Example: Calculating Available UIM Coverage
John enters an intersection under a red light and strikes Alice. John has liability coverage of $30,000.00 per person for bodily injury. Alice has a personal auto policy with UIM coverage limits of $100,000.00 per victim. Because John’s coverage limits are lower than Alice’s UIM limits, her UIM coverage is triggered. If her claims are worth $100,000.00, she collects the first $30,000.00 from John’s liability policy and the remaining $70,000.00 from her policy.
Stacking UIM Policies
UIM coverage is stackable in North Carolina, and the coverage sources are identical to the coverage sources for UM shown above. If multiple policies are available for stacking, the liability limit is subtracted only once! To properly determine the amount of available coverage, you first identify all UIM policies available. After stacking all coverage and determining the total available UIM coverage amount, you then subtract the liability coverage amount from the total available limits.
Example: Using and Stacking UIM
John borrows Andy’s car and causes an accident that injures Alice. Andy has a liability insurance policy with bodily injury coverage limits of $30,000.00 per person. John has his own car insurance with liability limits of $50,000.00 per person. Alice is driving her own car, and she has a UIM policy with a $50,000.00 per person limit. Alice’s husband has a separate car insurance policy that also has UIM limits of $50,000.00 per person for bodily injury. Alice’s daughter also resides with her, and she has another separate car insurance policy with UIM limits of $100,000.00 per person. Adding all liability limits together, we see there is a total of $80,000.00 in liability coverage to fund Alice’s injury claims. The total of all available UIM policies that cover Alice would be $200,000.00. Therefore, Alice can collect up to $200,000.00 for all injury claims, with the first $80,000.00 paid through John’s and Andy’s liability coverage and the remaining $120,000.00 being paid through stackable UIM coverage.
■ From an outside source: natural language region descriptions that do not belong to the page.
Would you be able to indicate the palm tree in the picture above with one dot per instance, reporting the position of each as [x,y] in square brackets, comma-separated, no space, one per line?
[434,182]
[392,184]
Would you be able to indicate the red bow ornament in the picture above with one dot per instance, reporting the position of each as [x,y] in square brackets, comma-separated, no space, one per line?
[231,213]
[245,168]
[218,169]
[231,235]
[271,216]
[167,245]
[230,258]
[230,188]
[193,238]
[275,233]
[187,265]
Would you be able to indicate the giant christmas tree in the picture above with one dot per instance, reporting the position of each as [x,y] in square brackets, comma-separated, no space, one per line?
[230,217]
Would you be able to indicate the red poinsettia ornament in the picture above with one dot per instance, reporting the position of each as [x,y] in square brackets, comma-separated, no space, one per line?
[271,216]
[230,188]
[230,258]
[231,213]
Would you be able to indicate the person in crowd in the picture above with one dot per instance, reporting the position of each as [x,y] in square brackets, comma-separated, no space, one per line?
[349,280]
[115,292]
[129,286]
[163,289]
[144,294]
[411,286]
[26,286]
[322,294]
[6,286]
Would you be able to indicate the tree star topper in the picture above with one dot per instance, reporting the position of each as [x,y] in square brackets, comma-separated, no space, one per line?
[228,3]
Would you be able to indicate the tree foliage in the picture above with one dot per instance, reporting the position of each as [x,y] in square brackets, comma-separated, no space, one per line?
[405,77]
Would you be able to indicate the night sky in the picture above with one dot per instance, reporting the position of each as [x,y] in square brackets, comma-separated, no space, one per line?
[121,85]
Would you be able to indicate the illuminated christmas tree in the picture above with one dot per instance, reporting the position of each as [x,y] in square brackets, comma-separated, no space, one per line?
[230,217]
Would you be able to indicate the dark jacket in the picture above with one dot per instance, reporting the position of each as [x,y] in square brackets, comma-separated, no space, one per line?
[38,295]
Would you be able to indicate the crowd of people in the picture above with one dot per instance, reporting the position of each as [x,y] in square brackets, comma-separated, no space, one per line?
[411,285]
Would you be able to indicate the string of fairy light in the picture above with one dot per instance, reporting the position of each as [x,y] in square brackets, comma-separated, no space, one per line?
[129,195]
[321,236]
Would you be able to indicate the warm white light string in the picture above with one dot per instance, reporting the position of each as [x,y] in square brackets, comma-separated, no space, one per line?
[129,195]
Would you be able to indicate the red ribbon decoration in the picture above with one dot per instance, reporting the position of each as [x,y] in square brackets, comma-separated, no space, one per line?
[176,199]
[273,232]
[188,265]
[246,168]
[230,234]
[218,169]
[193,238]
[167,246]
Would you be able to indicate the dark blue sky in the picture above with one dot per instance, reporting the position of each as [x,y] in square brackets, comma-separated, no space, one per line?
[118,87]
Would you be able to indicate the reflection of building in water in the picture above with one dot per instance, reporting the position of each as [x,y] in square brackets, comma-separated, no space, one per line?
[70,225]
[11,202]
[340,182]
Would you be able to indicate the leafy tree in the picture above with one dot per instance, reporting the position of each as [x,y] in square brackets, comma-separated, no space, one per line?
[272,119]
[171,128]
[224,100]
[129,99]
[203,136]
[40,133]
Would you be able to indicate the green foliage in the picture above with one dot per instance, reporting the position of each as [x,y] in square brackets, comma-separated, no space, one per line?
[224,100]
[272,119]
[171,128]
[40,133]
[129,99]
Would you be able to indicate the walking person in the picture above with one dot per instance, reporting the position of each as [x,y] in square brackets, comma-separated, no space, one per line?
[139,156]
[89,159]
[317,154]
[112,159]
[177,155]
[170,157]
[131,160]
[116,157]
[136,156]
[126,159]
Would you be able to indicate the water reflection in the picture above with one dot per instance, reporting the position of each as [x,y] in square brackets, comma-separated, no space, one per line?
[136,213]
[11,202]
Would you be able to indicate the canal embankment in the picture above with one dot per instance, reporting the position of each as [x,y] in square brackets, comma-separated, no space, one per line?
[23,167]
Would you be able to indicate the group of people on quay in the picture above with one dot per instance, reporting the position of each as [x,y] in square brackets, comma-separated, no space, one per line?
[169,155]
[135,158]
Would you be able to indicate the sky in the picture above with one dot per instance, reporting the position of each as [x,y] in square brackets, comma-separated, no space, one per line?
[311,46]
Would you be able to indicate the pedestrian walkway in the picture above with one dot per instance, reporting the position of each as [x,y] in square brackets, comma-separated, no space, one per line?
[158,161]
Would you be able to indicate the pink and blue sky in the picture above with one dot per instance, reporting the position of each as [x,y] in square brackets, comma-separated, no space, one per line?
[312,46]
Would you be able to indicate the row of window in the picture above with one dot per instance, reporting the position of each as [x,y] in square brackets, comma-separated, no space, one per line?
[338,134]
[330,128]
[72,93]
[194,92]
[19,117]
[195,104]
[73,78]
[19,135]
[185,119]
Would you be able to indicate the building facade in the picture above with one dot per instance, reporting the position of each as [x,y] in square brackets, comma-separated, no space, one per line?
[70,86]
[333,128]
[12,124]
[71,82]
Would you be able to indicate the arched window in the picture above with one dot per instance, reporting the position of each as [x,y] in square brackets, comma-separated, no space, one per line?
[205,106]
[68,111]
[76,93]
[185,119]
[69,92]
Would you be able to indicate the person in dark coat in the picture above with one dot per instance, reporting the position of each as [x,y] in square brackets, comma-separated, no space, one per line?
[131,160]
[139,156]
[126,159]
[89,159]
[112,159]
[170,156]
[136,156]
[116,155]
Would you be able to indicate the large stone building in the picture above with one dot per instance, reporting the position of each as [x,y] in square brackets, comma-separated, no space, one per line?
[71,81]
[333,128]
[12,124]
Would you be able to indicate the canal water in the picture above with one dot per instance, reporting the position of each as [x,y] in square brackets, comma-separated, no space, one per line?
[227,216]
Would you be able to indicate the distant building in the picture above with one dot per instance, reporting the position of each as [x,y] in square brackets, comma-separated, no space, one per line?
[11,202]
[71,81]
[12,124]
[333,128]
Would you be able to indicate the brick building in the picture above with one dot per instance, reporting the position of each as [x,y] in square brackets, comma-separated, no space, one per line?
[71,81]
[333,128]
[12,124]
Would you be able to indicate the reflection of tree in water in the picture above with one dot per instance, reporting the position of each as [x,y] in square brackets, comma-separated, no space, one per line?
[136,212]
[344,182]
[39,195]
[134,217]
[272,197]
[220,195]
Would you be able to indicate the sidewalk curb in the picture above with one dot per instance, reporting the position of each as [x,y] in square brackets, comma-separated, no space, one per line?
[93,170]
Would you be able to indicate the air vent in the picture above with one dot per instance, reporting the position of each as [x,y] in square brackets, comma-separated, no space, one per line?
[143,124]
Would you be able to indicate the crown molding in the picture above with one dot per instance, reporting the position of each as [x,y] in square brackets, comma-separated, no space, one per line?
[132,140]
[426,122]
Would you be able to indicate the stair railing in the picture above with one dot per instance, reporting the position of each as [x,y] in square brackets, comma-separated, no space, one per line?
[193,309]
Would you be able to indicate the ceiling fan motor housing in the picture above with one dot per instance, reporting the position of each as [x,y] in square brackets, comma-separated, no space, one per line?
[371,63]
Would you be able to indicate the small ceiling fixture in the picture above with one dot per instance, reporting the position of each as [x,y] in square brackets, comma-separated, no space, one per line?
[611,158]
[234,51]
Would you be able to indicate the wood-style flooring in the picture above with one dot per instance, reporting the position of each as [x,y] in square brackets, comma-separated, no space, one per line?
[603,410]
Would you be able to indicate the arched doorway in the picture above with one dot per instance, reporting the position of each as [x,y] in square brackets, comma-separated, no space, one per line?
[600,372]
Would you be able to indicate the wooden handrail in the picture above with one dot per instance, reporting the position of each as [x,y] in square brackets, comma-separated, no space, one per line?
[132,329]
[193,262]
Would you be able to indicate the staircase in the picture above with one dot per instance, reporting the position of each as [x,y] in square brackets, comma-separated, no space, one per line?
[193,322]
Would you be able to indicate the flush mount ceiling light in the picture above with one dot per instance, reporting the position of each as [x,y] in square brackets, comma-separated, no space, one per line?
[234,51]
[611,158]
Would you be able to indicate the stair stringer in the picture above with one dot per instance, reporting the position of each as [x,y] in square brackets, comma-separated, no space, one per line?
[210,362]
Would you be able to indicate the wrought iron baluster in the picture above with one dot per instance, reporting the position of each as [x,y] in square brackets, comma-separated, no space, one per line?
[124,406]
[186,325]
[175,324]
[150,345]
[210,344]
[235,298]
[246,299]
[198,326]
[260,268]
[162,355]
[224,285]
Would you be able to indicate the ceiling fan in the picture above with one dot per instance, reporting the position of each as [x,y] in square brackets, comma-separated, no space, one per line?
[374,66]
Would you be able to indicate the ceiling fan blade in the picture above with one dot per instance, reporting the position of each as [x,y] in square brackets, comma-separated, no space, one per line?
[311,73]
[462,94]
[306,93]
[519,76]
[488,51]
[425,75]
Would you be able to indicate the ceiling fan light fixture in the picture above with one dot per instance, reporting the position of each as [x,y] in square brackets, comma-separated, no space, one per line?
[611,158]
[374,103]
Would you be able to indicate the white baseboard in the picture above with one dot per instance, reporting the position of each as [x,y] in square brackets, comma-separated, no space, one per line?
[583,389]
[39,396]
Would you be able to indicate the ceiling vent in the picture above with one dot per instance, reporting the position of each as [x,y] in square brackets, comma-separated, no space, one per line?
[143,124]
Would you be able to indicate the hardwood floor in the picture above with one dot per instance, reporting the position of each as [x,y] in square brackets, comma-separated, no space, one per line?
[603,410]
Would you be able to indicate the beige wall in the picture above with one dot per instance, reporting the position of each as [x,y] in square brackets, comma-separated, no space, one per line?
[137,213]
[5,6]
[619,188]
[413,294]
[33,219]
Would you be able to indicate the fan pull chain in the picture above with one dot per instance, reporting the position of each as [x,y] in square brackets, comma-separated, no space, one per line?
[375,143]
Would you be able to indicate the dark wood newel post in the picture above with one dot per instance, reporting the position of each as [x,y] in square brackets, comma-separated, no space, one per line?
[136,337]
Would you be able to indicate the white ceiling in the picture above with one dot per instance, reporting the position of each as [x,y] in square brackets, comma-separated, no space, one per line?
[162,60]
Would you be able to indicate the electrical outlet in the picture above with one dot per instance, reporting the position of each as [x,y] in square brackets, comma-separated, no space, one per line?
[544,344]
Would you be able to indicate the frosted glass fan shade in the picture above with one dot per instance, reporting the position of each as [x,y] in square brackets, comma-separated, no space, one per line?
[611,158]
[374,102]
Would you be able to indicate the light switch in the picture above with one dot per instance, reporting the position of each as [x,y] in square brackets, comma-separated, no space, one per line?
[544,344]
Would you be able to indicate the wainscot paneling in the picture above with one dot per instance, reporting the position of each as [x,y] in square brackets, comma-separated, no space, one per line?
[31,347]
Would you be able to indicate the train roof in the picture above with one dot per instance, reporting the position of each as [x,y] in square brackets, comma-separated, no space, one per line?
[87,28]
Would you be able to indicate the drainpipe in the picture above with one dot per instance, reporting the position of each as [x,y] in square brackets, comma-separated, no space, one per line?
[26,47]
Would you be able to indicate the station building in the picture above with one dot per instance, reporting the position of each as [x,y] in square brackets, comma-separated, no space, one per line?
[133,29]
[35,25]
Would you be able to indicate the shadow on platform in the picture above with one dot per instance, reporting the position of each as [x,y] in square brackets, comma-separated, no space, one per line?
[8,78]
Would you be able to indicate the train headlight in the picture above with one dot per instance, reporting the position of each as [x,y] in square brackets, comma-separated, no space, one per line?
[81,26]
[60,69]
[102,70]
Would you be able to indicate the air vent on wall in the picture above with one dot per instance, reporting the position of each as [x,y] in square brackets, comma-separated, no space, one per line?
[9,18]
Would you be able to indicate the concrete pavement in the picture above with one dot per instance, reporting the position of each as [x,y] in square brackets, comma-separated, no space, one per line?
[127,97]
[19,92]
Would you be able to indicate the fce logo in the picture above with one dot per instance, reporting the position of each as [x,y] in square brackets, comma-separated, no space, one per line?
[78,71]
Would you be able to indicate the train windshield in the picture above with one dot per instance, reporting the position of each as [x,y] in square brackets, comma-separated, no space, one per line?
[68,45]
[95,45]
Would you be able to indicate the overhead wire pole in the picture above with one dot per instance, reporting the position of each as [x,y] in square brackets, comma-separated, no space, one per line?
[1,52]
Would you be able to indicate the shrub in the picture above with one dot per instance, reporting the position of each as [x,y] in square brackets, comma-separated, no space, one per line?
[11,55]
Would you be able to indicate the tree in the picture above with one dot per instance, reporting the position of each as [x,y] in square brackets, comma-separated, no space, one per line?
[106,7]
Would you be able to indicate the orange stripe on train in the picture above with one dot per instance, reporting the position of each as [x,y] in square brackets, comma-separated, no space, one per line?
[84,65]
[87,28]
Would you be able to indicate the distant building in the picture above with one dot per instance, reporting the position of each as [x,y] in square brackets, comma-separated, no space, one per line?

If another driver causes your accident, it is best to collect for car damage and personal property loss through their liability insurance policy. However, if you have collision coverage on your policy, you retain the option to have your vehicle repair or replacement cost paid through your own policy. While your payments would be reduced by the amount of your deductible, your insurance carrier will pursue reimbursement of their payout and your deductible once the collision claim is paid and closed. If the collision was partially your fault, collision coverage will be the only avenue of payment for vehicle damage.
Comprehensive coverage pays for vehicle damage caused by non-collision-based causes, such as storm damage, vandalism, and theft. In North Carolina, collision and comprehensive coverages are paired under the policy and carry the same deductible.